Hinter sich hören sie Schritte. Jemand nähert sich und schließt sich ihnen an. Sie sind nicht in der Stimmung, Bekanntschaften zu machen. Hat dieser Mann mitgehört, worüber sie sprachen? Sie sind nicht erpicht auf einen Zeugen der Niederlage, die sie erlebt haben. Will er sie aushorchen? Anzeigen? Auch am dritten Tag nach dem Tod ihres Meisters Jesus sind sie nicht sicher, ob nicht auch nach ihnen gefahndet wird und auch ihnen die Kreuzigung droht.
Sibylle Knauss
Was habt ihr eigentlich, fragt der Unbekannte, und es ist schon zu spät, sich herauszureden. Sie erzählen ihm alles. Seltsam: Er scheint besser als sie selbst zu wissen, was geschehen ist. Als sei es ihm geschehen, spricht er davon. Und sie beginnen zu begreifen, ohne noch genau zu wissen, was – da haben sie schon das Dorf erreicht, und über ihrem Gespräch ist es spät geworden. Die beiden sagen: Bleibe bei uns; denn es will Abend werden, und der Tag hat sich geneigt . . . (Lukas 24,29)
Es gibt Situationen, da bricht die Fassade, die wir gewöhnlich zwischen uns und anderen errichten und hinter der wir verbergen, was uns verletzt, was uns Angst macht, was unsere tiefe Unsicherheit offenbart. Das Kind in uns, das die Dunkelheit fürchtet, will nicht erkannt werden. Es versteckt sich hinter kühler Contenance, denn was es noch mehr fürchtet, ist Zurückweisung.
Mich hat diese Angst ein Leben lang begleitet. Eine spontane Geste, ein Akt der Hilfsbereitschaft, eine Einladung an Fremde – immer musste erst die Angst vor Zurückweisung überwunden werden, bevor ich etwas über die Lippen gebracht habe wie "Bleibe bei uns . . ."
Es ist ein Satz, in dem die alte Angst weicht. Ein Satz, in dem die Sehnsucht danach, getröstet zu werden, sich nicht mehr verbirgt, sondern ausgesprochen wird. Kein großer Geistesblitz, kein Glaubenszeugnis, nur die Aufforderung, zum Abendessen zu bleiben, Versatzstück einer gewöhnlichen Konversation – woher gewinnt er seine Magie und Poesie?

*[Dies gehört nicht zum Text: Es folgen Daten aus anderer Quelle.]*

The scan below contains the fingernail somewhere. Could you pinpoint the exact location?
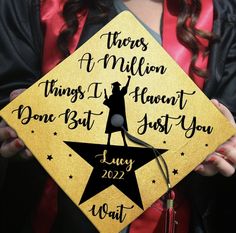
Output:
[206,156,217,163]
[216,148,225,154]
[194,164,203,172]
[9,130,17,138]
[15,140,25,149]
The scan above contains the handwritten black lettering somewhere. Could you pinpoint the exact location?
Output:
[38,79,85,103]
[12,105,56,125]
[89,203,134,223]
[100,31,148,51]
[98,54,167,76]
[59,108,103,130]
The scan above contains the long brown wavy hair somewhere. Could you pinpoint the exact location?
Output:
[57,0,214,78]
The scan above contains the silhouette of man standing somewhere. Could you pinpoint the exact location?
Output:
[103,75,131,146]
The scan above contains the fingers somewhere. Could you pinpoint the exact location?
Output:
[195,154,235,177]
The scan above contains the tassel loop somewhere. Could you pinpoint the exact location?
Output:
[165,190,178,233]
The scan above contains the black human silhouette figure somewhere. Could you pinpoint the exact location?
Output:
[103,76,131,146]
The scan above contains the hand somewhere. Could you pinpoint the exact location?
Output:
[195,100,236,176]
[0,89,32,158]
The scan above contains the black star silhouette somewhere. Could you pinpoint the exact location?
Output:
[65,142,167,209]
[47,155,53,161]
[172,169,178,175]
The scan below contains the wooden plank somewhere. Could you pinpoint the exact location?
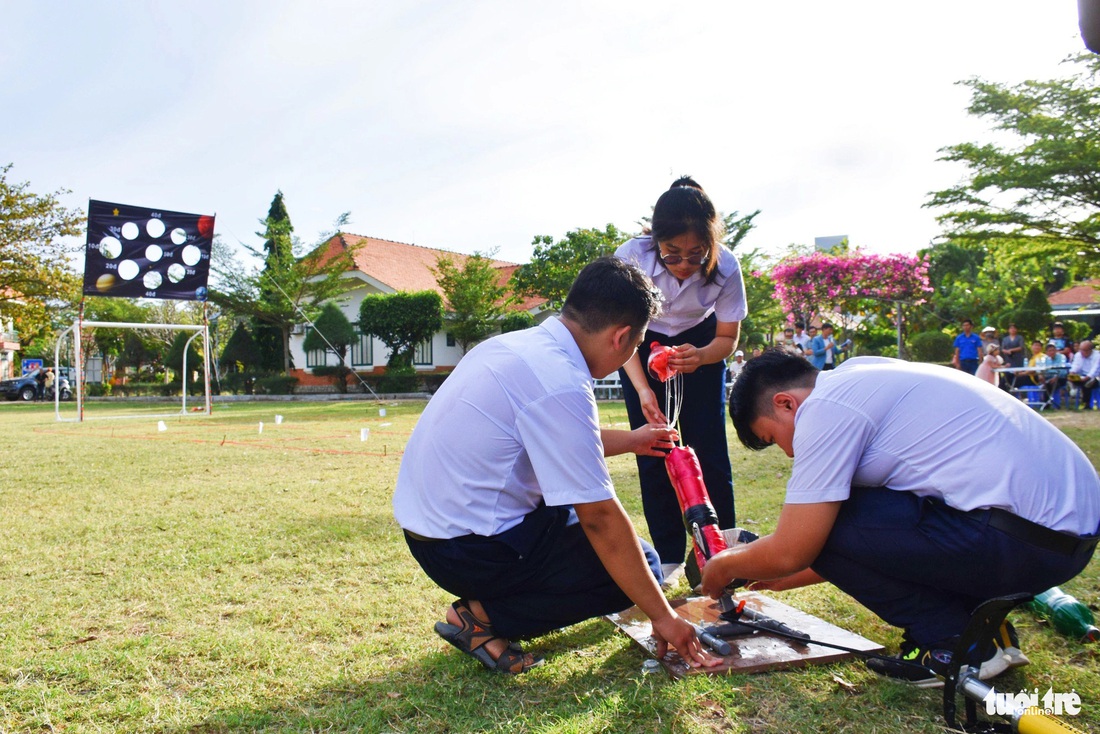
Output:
[607,591,882,679]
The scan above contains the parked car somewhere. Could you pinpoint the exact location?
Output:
[0,368,73,403]
[0,370,39,402]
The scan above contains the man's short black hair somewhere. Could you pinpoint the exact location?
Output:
[561,258,663,336]
[729,348,817,451]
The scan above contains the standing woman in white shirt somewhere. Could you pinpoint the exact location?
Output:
[615,176,748,570]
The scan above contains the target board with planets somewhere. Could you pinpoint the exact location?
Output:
[84,200,213,300]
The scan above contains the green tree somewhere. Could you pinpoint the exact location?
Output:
[164,331,204,384]
[432,252,516,354]
[925,54,1100,274]
[359,291,443,374]
[0,164,85,343]
[512,224,629,309]
[221,321,261,373]
[303,303,359,393]
[252,190,294,372]
[911,242,1052,333]
[501,311,535,333]
[210,191,354,373]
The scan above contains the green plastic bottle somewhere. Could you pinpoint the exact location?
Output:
[1031,587,1100,643]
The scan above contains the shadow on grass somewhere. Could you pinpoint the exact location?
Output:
[156,621,678,734]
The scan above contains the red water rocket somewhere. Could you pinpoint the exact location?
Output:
[664,446,727,569]
[646,341,677,382]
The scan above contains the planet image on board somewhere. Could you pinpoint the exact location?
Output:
[99,237,122,260]
[168,263,187,283]
[179,244,202,267]
[119,260,141,281]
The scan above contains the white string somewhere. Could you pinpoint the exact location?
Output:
[664,372,684,440]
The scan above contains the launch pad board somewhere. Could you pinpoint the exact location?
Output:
[607,591,882,679]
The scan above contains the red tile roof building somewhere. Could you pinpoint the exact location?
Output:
[290,232,548,385]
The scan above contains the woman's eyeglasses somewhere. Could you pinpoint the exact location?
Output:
[660,254,707,265]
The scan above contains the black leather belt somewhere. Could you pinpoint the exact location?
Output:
[402,528,441,543]
[989,507,1098,556]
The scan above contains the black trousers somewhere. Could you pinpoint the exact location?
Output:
[405,505,663,639]
[619,315,737,563]
[811,487,1092,645]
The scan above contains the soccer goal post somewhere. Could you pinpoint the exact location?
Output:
[54,321,210,421]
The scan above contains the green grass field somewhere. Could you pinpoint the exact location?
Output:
[0,402,1100,734]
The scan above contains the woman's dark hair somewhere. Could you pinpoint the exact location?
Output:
[561,256,663,337]
[729,347,817,451]
[649,176,725,283]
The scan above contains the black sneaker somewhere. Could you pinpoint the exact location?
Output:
[998,620,1031,680]
[867,640,954,688]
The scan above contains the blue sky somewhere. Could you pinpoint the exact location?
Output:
[0,0,1084,269]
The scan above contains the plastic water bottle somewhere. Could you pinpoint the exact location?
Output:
[1031,587,1100,643]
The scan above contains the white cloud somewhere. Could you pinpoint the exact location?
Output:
[0,0,1084,268]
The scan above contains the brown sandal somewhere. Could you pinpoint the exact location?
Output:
[436,599,542,675]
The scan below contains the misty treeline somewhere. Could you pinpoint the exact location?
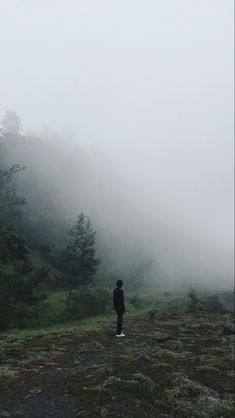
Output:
[0,111,151,329]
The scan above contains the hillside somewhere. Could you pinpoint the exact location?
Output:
[0,311,234,418]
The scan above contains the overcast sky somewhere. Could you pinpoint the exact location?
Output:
[0,0,234,288]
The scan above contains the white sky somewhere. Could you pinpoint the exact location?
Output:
[0,0,234,286]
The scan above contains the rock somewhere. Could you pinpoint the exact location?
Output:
[103,373,157,392]
[192,396,233,418]
[175,376,219,398]
[0,411,12,418]
[103,376,142,390]
[154,334,171,343]
[223,323,235,335]
[132,373,157,392]
[89,340,104,351]
[99,407,109,418]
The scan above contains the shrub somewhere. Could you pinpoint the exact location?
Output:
[70,287,112,318]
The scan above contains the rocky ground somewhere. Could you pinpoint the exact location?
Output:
[0,313,234,418]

Warum ergreift er mich so?
Ein Gedicht von Hugo von Hofmannsthal bringt er in mir zum Klingen, dessen letzte Verse:
Und dennoch sagt der viel, der "Abend" sagt, Ein Wort, daraus Tiefsinn und Trauer rinnt
Wie schwerer Honig aus den hohlen Waben.
("Ballade des äußeren Lebens")
Tiefsinn und Trauer – in dem einfachen Satz, dieser Bitte der beiden verzweifelten Männer auf dem Weg nach Emmaus liegen sie in dem Wort "Abend" und teilen sich uns zweitausend Jahre später Lebenden noch mit: Lass uns in der Dunkelheit nicht allein . . . Teil sie mit uns . . . Bleib bei uns!
Die beiden Männer erkennen, dass sie dem auferstandenen Jesus begegnet sind. Sie erkennen es auf dem tiefsten Punkt ihrer Angst und Bedürftigkeit.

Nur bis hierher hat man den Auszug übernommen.